スノーボード女子パラレル大回転で竹内智香(広島ガス)が惜しくも優勝を逃した。決勝の1回目は相手に0秒30勝ったものの、2回目の終盤に転倒。パトリツィア・クンマー(スイス)に女王の座を譲った。銀メダル。日本勢としては今大会7個目、女子にとっては初めてのメダルだった。日本のスノーボード女子でも初の快挙となった。

この種目は並行して旗門が立てられた2コースを各選手が1度ずつ滑り、予選の合計タイムで上位16人が決勝トーナメントに進む。その後は1対1でコースを入れ替えて2回滑る対戦形式で進行し、予選から決勝までの10レースを全て勝ち抜いた選手が栄光にたどりつく、文字通りのサバイバルレースである。

会場のロザフータル公園は前日の雨とはうって変わって朝から快晴の好コンディションに恵まれた。竹内は素晴らしい出来だった。予選を最高タイムで通過。決勝トーナメントも安定した滑りで危なげなく勝ち進んだ。「少しでも速く滑りたい」の一途な思いから、単身スイスに乗り込んでナショナルチームとともに武者修行した日々。帰国してからは国立スポーツ科学センターで徹底的な体力強化に励んだ。全ては4度目の五輪出場で明確な答えを出したいとの強い欲求が支えになってのことである。

ゴールまで残すは5、6旗門。隣りを滑るクンマーの姿が視界に入り、焦ったのかもしれない。その途端にバランスを崩し転倒してしまった。今季のワールドカップ(W杯)パラレル大回転で竹内は3度決勝に勝ち進んだがいずれも2位どまり。そのうち2度はクンマーに敗れたものだった。苦手意識が頭をもたげたとしても不思議ではない。

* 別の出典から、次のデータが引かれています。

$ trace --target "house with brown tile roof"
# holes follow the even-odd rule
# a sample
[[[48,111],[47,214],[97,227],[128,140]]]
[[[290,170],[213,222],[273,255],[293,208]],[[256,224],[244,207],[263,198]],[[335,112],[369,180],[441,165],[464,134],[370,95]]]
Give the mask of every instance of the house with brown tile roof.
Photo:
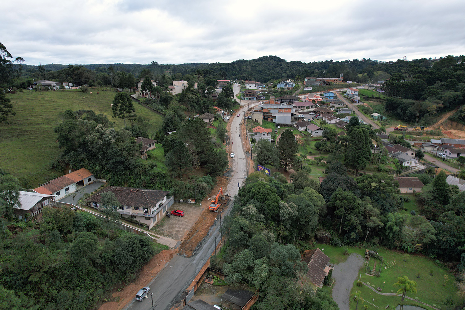
[[[302,130],[306,130],[307,126],[311,124],[312,123],[310,122],[308,122],[305,119],[302,119],[294,124],[294,125],[295,126],[295,128],[297,128],[298,130],[302,131]]]
[[[401,193],[420,192],[425,186],[416,177],[394,178],[394,181],[399,182],[399,189]]]
[[[155,144],[157,143],[157,140],[139,137],[136,138],[136,142],[142,144],[140,150],[140,158],[143,159],[146,159],[147,151],[155,148]]]
[[[319,248],[304,251],[302,260],[308,267],[306,277],[316,287],[323,286],[325,277],[332,268],[328,265],[330,258],[321,251]]]
[[[203,119],[206,123],[211,124],[215,120],[215,116],[211,113],[204,113],[198,117],[200,119]]]
[[[261,126],[257,126],[252,129],[253,138],[258,142],[260,139],[265,139],[271,142],[271,128],[264,128]]]
[[[66,195],[73,193],[78,189],[93,182],[95,177],[90,171],[81,168],[67,174],[44,183],[33,191],[40,194],[54,195],[55,200],[59,200]]]
[[[147,190],[121,186],[107,186],[86,199],[93,207],[101,207],[102,194],[112,192],[116,196],[121,206],[118,211],[123,218],[146,225],[149,229],[159,222],[174,201],[173,196],[168,196],[169,191]]]
[[[396,144],[392,146],[392,147],[398,151],[400,151],[405,155],[408,155],[408,156],[412,156],[412,157],[415,157],[415,154],[417,153],[417,152],[415,152],[413,150],[409,149],[408,147],[405,147],[404,145],[401,145],[400,144]]]

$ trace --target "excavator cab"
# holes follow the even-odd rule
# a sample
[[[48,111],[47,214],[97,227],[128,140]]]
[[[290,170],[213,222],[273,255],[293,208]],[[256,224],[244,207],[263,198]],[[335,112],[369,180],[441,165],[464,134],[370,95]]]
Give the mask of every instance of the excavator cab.
[[[221,203],[218,202],[218,198],[220,196],[223,196],[223,187],[219,189],[219,191],[218,191],[218,193],[216,195],[215,200],[212,200],[212,204],[208,207],[210,211],[216,211],[221,206]]]

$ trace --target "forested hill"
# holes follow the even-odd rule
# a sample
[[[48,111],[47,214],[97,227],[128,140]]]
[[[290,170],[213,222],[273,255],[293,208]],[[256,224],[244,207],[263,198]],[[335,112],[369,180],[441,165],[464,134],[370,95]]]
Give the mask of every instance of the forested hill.
[[[464,58],[463,56],[449,56],[444,59],[447,59],[452,62],[450,64],[452,66]],[[115,71],[130,73],[136,78],[139,77],[142,70],[148,69],[155,75],[161,75],[167,72],[169,72],[168,75],[180,73],[183,75],[187,74],[194,75],[198,73],[199,70],[201,70],[204,76],[210,76],[218,79],[253,80],[263,83],[276,79],[294,79],[296,77],[298,79],[303,79],[306,76],[336,77],[342,73],[345,79],[365,82],[369,78],[375,81],[385,79],[394,73],[402,73],[408,75],[411,71],[416,68],[427,70],[439,60],[423,58],[411,61],[399,59],[396,61],[380,62],[369,59],[363,59],[361,60],[358,59],[344,61],[330,60],[306,63],[300,61],[286,61],[276,56],[267,56],[250,60],[240,59],[230,63],[163,65],[153,61],[149,65],[118,63],[79,66],[97,72],[106,71],[111,66]],[[28,69],[37,70],[39,68],[38,66],[23,66],[26,72],[29,71]],[[44,65],[42,66],[46,71],[54,71],[66,66],[53,64]]]

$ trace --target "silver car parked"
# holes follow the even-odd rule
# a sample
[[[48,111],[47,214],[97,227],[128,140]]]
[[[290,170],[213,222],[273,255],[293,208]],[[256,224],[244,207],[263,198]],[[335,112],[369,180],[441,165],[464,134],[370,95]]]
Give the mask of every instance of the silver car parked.
[[[139,300],[139,301],[142,301],[142,299],[144,299],[148,292],[150,291],[150,288],[148,286],[144,286],[142,288],[139,290],[139,291],[137,292],[137,294],[136,294],[136,300]]]

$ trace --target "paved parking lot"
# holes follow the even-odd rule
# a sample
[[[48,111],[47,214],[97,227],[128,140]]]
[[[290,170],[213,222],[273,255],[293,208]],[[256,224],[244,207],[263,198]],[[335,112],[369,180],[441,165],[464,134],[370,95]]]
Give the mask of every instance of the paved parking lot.
[[[195,224],[202,213],[202,209],[198,204],[174,203],[169,211],[171,212],[172,210],[176,210],[184,211],[184,216],[180,218],[172,215],[169,218],[166,216],[150,230],[159,235],[176,240],[182,240],[184,235]]]

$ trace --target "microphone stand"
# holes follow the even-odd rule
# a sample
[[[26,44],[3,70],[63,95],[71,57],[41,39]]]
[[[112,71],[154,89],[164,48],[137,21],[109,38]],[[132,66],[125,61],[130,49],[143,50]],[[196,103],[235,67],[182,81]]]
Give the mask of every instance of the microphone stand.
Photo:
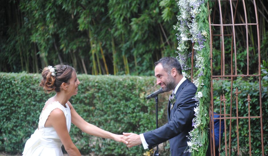
[[[158,112],[157,106],[157,104],[158,104],[158,96],[157,95],[155,98],[155,109],[156,111],[156,128],[157,129],[158,128]],[[159,155],[159,153],[158,153],[158,145],[157,145],[156,146],[156,151],[155,151],[155,152],[154,152],[154,156],[159,156],[160,155]]]

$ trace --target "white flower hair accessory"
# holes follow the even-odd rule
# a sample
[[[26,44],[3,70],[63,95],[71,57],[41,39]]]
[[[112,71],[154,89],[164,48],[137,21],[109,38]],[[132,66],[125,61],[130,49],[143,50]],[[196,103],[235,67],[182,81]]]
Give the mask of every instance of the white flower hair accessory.
[[[54,67],[51,66],[47,66],[47,69],[48,69],[49,71],[51,72],[51,75],[53,76],[56,76],[56,72],[55,70],[56,67],[55,66]]]

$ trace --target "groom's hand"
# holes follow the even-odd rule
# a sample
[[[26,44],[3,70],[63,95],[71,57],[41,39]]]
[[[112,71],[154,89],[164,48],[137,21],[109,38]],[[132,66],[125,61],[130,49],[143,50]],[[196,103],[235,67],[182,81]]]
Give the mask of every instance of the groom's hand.
[[[133,147],[141,144],[139,135],[132,133],[123,133],[123,134],[125,136],[123,140],[128,143],[127,146],[127,147]]]

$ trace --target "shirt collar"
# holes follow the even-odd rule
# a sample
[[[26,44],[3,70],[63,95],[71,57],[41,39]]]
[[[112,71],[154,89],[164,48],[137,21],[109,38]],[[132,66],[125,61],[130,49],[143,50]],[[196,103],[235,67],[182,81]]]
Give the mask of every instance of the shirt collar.
[[[180,80],[180,82],[177,85],[177,86],[176,86],[176,88],[175,88],[175,89],[172,90],[172,93],[174,93],[174,94],[176,94],[176,92],[177,92],[177,90],[178,90],[178,88],[179,88],[179,87],[181,85],[181,84],[186,80],[186,78],[184,76],[183,77],[182,77],[182,78]]]

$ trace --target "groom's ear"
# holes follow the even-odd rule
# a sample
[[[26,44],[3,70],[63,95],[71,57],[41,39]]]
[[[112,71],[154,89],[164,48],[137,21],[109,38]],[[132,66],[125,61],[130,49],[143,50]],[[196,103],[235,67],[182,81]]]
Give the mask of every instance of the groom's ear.
[[[171,69],[171,71],[170,73],[172,75],[175,77],[177,74],[177,70],[176,69],[176,68],[173,68]]]

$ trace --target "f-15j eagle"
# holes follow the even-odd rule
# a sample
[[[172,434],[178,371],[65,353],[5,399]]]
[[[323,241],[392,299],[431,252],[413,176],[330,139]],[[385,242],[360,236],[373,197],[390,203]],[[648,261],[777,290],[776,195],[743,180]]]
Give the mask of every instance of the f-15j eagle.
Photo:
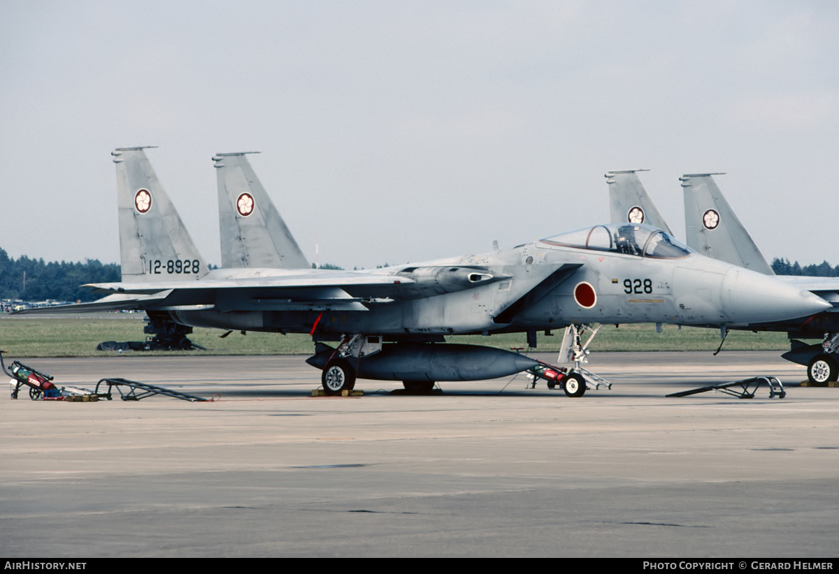
[[[641,184],[636,171],[609,172],[612,222],[644,221],[656,227],[667,224]],[[722,173],[691,173],[680,178],[685,196],[685,228],[687,244],[709,257],[774,276],[760,250],[722,195],[713,176]],[[839,378],[839,279],[777,276],[794,288],[806,289],[831,303],[816,314],[802,313],[787,319],[753,322],[731,328],[785,332],[792,349],[782,356],[807,366],[807,376],[814,382]],[[821,339],[818,344],[806,344],[800,339]]]
[[[447,344],[446,335],[533,339],[537,331],[590,323],[737,327],[831,308],[806,289],[705,257],[643,225],[594,225],[513,249],[369,271],[210,270],[143,148],[112,154],[122,282],[88,285],[107,296],[64,309],[134,308],[187,326],[310,334],[315,354],[307,362],[322,369],[331,394],[357,377],[428,388],[537,365]],[[331,341],[338,348],[324,343]]]

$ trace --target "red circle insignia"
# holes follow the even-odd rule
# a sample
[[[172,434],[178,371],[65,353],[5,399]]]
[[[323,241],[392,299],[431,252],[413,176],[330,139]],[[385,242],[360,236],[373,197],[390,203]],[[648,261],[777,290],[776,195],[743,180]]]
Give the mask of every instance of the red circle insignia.
[[[134,194],[134,209],[140,213],[146,213],[152,209],[152,194],[148,189],[140,189]]]
[[[250,194],[242,194],[236,200],[236,210],[242,217],[248,217],[253,213],[253,196]]]
[[[597,303],[597,293],[591,283],[581,281],[574,287],[574,300],[580,307],[591,309]]]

北海道出身。「スノーボードがうまくなりたい」と高校生のころから下宿生活を始めたという。自立心旺盛で、積極的に道を切り開いていく彼女の生きざまは意外なところにもうかがえる。6年前から女子用ボードの開発にかかわっている。板の素材を選び、長さや厚さなどを決めている。競技者の立場から納得のいく商品を世の中に送り出したい。そんな気概が込められているに違いない。「メダルはすごくうれしい。でも悔しさも半分。スノーボードの世界にも少しは貢献できたかなと思う」と率直な感想を口にした。そして「一人の人として評価していただけるよう頑張っていきたい」。あくまでも前向きな30歳である。

(47NEWS 岡本彰)

☆岡本彰 1947年生まれ、北海道出身。共同通信の運動部で記者、デスク、部長などの立場から1972年札幌五輪以来多くの大会報道に携わった。記者としてはスキーなどを担当し、現在は47NEWS。